Now the panic usually stems from, (drum rolls) the enormous amounts of self abuse I’m experiencing. I’m not good enough. Or I’ve fucked up again. The plans I made weren’t perfect. I wasn’t perfect. Ill never be perfect. I won’t ever be good enough. Kind of understanding where this is going?

Yesterday while I was wrapped up in the eyes and hands of my lover, I forgot we were in a book store. I forgot there was anything else in this whole world. It was his eyes, his touch, his words moving over me. We shared some heavy information, that we both had to think about over the evening while we were apart.

This morning when he called and presented his conclusion, well, I panicked. But today I also listened. No interrupting or careening off into my own misguided judgement. Finally when we were hanging up, our conversation not complete but on pause. I realized the words I was telling myself. I realized I was making the situation worse for me. Then probably worse for him.

My panic was getting in the way of my growth. So after a nap and a cold glass of water I was still feeling the self doubt. I was searching for a neat little ribbon to tie up my emotions and realized there was none to be had. Life is messy and I’m OK with that.

Just as the sun sets

I realize I am alone in this bed. Not even stimulating myself can distract me from the tears hanging around.

There is good.

*I’m in school for something I’ve always wanted.
*Enrolled for the spring semester at university in 2013.
*89% satisfied with myself as a person
*Hopeful for my future, single or not.
*I have all the information I need for adopting in the next seven years.

These are all good things.

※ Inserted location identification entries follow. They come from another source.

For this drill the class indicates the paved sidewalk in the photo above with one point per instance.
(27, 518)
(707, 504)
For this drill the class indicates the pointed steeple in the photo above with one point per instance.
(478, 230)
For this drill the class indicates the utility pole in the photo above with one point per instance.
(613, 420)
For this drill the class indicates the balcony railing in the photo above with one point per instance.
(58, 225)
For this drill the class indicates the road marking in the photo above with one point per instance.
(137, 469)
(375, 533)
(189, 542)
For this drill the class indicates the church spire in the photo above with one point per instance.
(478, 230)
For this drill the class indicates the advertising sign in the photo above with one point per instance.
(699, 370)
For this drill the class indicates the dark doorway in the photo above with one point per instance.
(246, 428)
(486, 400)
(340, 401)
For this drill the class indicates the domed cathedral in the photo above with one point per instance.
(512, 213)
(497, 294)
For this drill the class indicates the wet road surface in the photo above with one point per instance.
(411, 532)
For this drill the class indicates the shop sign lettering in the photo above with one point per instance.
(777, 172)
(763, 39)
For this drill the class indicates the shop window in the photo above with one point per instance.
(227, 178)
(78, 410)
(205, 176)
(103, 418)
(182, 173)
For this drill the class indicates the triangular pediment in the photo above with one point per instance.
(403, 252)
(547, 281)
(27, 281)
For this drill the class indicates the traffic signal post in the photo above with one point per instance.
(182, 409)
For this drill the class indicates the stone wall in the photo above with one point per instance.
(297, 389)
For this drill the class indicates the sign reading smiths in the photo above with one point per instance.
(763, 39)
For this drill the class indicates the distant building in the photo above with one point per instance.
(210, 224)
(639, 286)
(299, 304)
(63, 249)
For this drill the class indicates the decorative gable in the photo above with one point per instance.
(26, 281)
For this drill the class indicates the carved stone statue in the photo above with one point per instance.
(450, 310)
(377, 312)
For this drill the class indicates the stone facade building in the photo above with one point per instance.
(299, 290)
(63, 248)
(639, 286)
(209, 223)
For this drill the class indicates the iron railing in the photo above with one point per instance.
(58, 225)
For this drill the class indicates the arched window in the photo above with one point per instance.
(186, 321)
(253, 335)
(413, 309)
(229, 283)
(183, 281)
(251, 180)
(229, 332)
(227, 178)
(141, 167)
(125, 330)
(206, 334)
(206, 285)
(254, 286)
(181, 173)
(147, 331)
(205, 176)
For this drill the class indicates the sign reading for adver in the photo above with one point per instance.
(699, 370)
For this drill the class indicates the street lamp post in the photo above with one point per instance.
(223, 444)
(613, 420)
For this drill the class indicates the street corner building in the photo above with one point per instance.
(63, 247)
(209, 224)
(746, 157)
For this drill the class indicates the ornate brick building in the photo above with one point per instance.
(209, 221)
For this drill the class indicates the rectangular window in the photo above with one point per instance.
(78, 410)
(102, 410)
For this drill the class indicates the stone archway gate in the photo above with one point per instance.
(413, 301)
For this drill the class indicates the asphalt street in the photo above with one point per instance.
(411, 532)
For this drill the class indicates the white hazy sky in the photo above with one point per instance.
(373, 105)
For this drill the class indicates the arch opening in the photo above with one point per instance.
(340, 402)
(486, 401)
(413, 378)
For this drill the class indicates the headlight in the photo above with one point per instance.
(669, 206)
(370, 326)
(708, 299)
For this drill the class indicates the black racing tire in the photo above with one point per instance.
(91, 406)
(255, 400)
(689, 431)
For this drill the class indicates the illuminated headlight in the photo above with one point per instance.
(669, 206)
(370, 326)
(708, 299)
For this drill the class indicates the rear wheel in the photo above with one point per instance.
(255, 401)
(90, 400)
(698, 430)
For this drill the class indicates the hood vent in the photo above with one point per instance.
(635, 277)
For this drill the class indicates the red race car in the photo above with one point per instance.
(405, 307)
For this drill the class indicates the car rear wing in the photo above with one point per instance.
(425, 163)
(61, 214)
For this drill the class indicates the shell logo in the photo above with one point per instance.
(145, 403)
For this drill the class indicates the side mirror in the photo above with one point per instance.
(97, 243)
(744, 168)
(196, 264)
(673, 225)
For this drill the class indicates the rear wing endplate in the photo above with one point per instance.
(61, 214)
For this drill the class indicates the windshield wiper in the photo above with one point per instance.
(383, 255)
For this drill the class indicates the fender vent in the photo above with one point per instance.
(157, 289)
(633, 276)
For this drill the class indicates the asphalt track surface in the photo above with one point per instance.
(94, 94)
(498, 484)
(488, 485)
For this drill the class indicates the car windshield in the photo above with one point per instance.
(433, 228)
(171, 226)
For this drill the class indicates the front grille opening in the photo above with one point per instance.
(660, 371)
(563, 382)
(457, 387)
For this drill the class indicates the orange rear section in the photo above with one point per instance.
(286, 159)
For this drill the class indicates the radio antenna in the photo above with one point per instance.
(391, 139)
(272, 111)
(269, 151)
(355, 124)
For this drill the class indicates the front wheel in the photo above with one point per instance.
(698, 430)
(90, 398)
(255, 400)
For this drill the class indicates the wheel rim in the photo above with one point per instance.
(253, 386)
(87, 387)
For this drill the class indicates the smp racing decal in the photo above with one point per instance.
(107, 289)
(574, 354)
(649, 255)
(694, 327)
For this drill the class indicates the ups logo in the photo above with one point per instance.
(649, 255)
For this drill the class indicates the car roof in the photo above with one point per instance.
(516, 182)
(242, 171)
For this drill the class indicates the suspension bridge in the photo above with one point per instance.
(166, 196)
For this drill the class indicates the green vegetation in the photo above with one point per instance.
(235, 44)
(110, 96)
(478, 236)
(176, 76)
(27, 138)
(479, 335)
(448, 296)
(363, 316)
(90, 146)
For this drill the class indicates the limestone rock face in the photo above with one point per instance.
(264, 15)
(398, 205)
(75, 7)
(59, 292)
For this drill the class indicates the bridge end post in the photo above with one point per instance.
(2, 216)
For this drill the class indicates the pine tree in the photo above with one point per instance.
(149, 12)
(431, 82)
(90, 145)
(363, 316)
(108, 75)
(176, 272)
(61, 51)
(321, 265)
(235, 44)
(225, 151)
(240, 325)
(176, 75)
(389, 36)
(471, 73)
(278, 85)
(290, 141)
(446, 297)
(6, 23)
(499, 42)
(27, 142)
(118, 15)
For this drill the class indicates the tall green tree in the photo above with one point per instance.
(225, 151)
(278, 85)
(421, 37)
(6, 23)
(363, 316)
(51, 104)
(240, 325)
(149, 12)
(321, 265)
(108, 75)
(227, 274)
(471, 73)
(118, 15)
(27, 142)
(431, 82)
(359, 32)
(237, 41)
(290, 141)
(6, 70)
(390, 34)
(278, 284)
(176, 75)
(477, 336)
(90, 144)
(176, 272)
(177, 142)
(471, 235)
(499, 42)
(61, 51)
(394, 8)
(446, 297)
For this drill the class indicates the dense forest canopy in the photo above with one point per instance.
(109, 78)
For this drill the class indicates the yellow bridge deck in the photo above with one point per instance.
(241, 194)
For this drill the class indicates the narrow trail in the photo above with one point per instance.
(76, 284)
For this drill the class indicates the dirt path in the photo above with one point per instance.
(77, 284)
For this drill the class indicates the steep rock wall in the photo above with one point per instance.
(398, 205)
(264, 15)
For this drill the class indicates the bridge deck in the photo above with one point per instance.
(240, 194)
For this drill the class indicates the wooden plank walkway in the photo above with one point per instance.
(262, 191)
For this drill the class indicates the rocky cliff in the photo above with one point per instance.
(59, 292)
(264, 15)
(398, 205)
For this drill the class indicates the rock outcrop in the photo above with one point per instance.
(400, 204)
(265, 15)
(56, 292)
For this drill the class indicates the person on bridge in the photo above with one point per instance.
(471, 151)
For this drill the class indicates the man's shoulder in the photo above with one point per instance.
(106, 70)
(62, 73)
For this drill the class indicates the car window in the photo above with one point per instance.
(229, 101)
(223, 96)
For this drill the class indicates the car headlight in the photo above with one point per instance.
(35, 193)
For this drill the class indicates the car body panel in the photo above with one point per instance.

Things that I, as a woman, am proud of.

I’m not getting in the pity boat. I’m not getting in the pity boat.

I hope.

Eight years ago

Today, I was a new wife. Eighteen years old and finally free. Or so I thought.

It wasn’t as difficult as I imagined. :)

I’m proud of my decision to obtain a divorce.

I hope he is happy and well …. that’s all the time I’m going to spend thinking about it.

Maybe I should have twitter

Lol, because these short posts must not mean a whole bunch. Regardless, usually when I give myself an orgasm its clitoral. Well tonight I decided to use some toys. I LOVE vaginal penetration. But, not when I’m at the wheel lol. Furthermore, I’ve never given myself an orgasm from penetration before tonight.

Cross it off my fuckit list!

I even squirted.

Which makes for wet sleeping quarters but I’m not overly worried about it :)

Revisiting the dead

Today I went to a house I haven’t been to in seven years.

My dad had a brother, who married a woman I love very much. Her family became my family. Even while my dads family has forgotten.who we are. And my aunt.in.law and uncle have since filed for divorce. Her family is STILL my family. Her father was the closest I got to knowing and trusting a man other than my mother’s father.

While we were celebrating a graduation today, I felt him everywhere. My aunts dad, then my dad, then their song for me started playing. My little heart was slamming against my ribs. I held my nephew tight as I grieved. For the man my dad should have been. For the men who are no longer here that meant so much to me.

Redheads and orgasms

So about two Erm… maybe three weeks ago I posted something about hating the way I felt with my hair. ×sighs.of.relief× She is a redhead again! I didn’t realize how much hating my hair was weighing me down. Like I was refusing to look in the mirror. Was also getting snide ass comments from people. Anywho. Said tresses are not even dry, but I know I’m going to love it. Mainly because there is no blonde in sight.

Alright then now orgasms. I recently learned yours truly is a squirter. OK not a big deal in some circles. But it seems with the right kind (and proper amount) of loving. I unleash like a firehose. Seriously. Towels are not even an option. Ill need the room with rubber sheets thank you.

The crux.

Clitoral orgasms are now … how do you say? Boring. When those were the only type I could have at one point. Ahhyahh. Always complaining! So that pretty much sums up my two topics.

If I don’t post again, for all of you ladies out there doing the mommy thing.

I hope you can look around and see your worth. I hope you can look around and see your faults. To be a great leader (because that is what you are) you must value both things in yourself.

All my love.

Hate finding out

Some information just recently came to light (as in five minutes ago) about an old lover of mine. Things had always felt a bit shady, time lines not matching up, wrong texts intended for other people, pictures of him and certain acquaintances surfacing.

My biggest issue is this. (Ill probably catch some shit here) But be honest with me, from the start. As a friend, as a partner, as a damned enemy. I could give a fuck less who you are. What is the point of lying? One lie leads to another that leads to another. At some point it doesn’t matter anyway, because I stop caring.

I’ve dated married men, older men, women in open relationships. Yes those relationships are over. The majority of them because of one thing. I’ll let you guess …….

Come on it will be fun!

No answer yet?

They lied.

The math is simple. Tell me the truth or get out of the way.

In the mean time. I’m wishing you all very great happiness.